The exam questions were also the same for all students (within degree program), regardless of their classes. Specifically, one of the teachers in each course (normally a senior faculty member) acted as a coordinator, making sure that all classes progressed similarly during the term and addressing problems that might have arisen. The coordinator also prepared the exam paper, which was administered to all classes. Grading was delegated to the individualteachers, each ofthem marking the papers ofthe students in his/her own class. The coordinator would check that the distributions were similar across classes but grades were not curved, neither across nor within classes.

They also looked at evaluation/grade correlations:

In this section we investigate the relationship between our measures of teaching effectiveness and the evaluations teachers receive from their students. We concentrate on two core items from the evaluation questionnaires, namely overall teaching quality and the overall clarity of the lectures.

The key hit:

Our benchmark class effects are negatively associated with all the items that we consider, **suggesting that teachers who are more effective in promoting future performance receive worse evaluations from their students. This relationship is statistically significant for all items (but logistics), and is of sizable magnitude.** For example, a one-standard deviation increase in teacher effectiveness reduces the students’ evaluations of overall teaching quality by about 50% of a standard deviation. Such an effect could move a teacher who would otherwise receive a median evaluation down to the 31st percentile of the distribution. Effects of slightly smaller magnitude can be computed for lecturing clarity.

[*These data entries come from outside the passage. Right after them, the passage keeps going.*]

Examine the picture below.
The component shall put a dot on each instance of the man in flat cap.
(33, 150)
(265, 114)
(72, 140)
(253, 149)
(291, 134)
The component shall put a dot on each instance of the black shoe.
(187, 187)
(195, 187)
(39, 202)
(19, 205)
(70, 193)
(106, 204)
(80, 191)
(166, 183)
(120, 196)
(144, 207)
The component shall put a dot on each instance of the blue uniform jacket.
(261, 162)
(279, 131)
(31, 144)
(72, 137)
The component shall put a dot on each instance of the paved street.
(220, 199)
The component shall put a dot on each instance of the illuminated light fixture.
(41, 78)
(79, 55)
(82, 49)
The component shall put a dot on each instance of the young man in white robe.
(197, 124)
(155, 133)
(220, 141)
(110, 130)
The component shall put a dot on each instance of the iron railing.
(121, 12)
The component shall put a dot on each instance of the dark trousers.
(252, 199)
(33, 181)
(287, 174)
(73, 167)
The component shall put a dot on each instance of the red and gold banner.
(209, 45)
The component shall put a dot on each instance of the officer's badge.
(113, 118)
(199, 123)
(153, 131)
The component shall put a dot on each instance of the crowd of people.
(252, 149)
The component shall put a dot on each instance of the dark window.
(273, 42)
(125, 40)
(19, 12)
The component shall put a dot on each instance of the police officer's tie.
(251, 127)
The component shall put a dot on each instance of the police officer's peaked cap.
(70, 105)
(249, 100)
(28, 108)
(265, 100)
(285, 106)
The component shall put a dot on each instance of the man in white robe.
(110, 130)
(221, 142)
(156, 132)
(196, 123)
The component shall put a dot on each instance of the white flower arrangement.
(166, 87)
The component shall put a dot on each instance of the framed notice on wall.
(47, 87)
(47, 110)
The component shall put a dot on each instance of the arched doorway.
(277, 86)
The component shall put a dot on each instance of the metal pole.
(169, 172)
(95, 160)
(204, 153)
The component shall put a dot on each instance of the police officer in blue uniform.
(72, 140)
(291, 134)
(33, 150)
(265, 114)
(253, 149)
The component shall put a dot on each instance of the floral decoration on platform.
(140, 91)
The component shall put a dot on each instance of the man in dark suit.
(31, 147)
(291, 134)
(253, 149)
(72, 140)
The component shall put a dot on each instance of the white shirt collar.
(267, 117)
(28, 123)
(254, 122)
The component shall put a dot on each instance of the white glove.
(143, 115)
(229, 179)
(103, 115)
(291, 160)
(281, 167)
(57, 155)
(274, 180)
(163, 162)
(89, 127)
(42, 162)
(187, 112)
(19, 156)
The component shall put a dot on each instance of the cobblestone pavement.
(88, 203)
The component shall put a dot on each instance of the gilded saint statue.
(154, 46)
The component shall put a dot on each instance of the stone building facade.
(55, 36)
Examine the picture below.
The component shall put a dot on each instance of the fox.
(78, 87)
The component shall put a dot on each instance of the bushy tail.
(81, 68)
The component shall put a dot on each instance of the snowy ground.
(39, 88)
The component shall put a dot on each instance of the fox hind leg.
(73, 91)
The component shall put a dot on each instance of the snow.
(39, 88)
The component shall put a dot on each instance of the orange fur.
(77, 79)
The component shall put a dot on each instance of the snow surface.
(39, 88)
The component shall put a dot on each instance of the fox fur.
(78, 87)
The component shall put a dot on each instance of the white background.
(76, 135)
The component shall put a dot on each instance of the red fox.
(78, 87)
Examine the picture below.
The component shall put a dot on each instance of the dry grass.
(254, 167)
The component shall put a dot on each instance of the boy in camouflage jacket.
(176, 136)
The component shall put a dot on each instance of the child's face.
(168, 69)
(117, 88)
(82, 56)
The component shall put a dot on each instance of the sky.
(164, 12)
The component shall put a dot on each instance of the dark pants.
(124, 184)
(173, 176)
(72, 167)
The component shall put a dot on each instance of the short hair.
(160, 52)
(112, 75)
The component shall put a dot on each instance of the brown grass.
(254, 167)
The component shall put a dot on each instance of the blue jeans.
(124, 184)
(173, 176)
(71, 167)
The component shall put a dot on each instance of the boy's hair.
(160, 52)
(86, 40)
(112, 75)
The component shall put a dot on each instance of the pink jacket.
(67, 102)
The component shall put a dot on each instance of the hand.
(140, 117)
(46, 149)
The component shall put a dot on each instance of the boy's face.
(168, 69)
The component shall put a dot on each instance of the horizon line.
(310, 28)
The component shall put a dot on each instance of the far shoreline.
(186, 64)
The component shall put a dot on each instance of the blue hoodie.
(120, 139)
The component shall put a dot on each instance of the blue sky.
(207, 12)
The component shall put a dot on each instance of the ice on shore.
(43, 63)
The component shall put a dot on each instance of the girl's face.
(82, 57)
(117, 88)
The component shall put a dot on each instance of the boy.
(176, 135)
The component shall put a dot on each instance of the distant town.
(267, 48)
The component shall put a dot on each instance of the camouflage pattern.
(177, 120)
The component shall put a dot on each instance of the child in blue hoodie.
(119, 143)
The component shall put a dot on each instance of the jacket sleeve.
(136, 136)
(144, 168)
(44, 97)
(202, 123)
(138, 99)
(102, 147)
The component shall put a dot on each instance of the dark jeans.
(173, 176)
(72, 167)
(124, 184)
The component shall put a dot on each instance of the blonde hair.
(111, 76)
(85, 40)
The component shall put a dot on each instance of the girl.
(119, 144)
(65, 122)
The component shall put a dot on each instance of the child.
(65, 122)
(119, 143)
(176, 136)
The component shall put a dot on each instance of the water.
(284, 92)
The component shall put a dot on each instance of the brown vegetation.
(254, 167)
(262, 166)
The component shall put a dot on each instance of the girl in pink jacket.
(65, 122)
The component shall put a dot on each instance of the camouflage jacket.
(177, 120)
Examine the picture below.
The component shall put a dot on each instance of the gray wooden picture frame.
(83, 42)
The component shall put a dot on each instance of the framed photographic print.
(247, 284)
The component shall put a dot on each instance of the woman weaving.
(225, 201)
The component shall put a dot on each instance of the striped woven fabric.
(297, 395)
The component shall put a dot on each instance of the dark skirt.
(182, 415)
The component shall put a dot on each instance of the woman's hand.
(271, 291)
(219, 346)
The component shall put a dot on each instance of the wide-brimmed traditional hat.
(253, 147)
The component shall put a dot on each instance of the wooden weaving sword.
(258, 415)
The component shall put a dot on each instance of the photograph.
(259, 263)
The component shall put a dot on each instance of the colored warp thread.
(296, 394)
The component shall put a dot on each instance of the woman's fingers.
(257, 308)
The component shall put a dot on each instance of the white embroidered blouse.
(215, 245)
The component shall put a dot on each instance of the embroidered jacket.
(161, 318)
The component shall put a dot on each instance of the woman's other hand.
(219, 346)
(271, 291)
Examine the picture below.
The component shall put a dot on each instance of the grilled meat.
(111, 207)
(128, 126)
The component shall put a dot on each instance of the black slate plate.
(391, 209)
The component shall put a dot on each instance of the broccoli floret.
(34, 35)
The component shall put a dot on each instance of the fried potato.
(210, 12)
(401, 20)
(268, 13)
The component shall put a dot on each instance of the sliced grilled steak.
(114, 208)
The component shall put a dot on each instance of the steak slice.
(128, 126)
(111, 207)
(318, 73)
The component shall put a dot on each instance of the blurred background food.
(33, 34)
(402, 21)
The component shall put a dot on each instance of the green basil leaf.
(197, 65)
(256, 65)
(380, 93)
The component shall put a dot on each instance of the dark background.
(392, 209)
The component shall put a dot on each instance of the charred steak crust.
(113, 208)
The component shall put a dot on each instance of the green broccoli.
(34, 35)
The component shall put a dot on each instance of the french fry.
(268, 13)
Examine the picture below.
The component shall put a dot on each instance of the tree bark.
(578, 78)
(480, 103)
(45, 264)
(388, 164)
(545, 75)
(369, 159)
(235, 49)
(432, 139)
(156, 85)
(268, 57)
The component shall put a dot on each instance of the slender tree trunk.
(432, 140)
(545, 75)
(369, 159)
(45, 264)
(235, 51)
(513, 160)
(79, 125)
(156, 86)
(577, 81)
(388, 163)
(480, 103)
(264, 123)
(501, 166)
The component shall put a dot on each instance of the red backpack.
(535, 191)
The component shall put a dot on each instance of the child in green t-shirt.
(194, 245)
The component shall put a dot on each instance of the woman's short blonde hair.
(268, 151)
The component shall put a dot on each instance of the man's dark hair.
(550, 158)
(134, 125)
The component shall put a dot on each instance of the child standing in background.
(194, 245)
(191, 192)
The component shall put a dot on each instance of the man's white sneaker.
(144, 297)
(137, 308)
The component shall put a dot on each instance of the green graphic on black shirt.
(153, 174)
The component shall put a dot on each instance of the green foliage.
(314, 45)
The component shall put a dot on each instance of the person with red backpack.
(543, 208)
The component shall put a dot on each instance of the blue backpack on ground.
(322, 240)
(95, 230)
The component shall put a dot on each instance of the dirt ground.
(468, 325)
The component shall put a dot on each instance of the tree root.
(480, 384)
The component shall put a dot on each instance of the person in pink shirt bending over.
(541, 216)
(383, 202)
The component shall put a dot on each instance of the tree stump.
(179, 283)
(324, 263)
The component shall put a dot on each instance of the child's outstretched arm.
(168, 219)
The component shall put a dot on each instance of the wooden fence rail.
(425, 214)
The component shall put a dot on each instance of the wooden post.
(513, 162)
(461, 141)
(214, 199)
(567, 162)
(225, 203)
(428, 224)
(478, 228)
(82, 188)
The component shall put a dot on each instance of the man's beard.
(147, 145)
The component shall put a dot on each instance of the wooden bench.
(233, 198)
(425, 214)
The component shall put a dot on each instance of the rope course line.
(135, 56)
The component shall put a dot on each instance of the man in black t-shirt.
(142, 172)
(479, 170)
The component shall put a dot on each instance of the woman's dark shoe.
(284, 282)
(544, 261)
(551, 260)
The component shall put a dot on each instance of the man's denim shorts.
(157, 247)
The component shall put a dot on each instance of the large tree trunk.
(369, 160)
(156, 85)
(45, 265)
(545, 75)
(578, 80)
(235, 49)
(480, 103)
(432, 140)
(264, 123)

Finally, I did peek at a 2017 meta-analysis which overrides earlier meta-analyses. The abstract:

Student evaluation of teaching (SET) ratings are used to evaluate faculty’s teaching effectiveness based on a widespread belief that students learn more from highly rated professors. The key evidence cited in support of this belief are meta-analyses of multisection studies showing small-to-moderate correlations between SET ratings and student achievement (e.g., Cohen, 1980, 1981; Feldman, 1989). We re-analyzed previously published meta-analyses of the multisection studies and found that their findings were an artifact of small sample sized studies and publication bias. Whereas the small sample sized studies showed large and moderate correlation, the large sample sized studies showed no or only minimal correlation between SET ratings and learning. Our up-to-date meta-analysis of all multisection studies revealed no significant correlations between the SET ratings and learning. These findings suggest that institutions focused on student learning and career success may want to abandon SET ratings as a measure of faculty’s teaching effectiveness.

I mean, it’s brutal:

In combination, our new up-to-date meta-analyses based on nearly 100 multisection studies, as well as our re-analyses of the previous meta-analyses make it clear that the previous reports of “moderate” and “substantial” SET/learning correlations were artifacts of small size study effects. **The best evidence − the meta-analyses of SET/learning correlations when prior learning/ability are taken into account − indicates that the SET/learning correlation is zero.** Contrary to a multitude of reviews, reports, as well as self-help books aimed at new professors (a few of them quoted above), the simple scatterplots as well as more sophisticated meta-analyses methods indicate that students do not learn more from professors who receive higher SET ratings.

And student evaluatons are a substantial part of the Teaching Evaluation Framework.

So that’s really bad!

When we throw in gender (and other) biases, it seems clear we have a huge problem.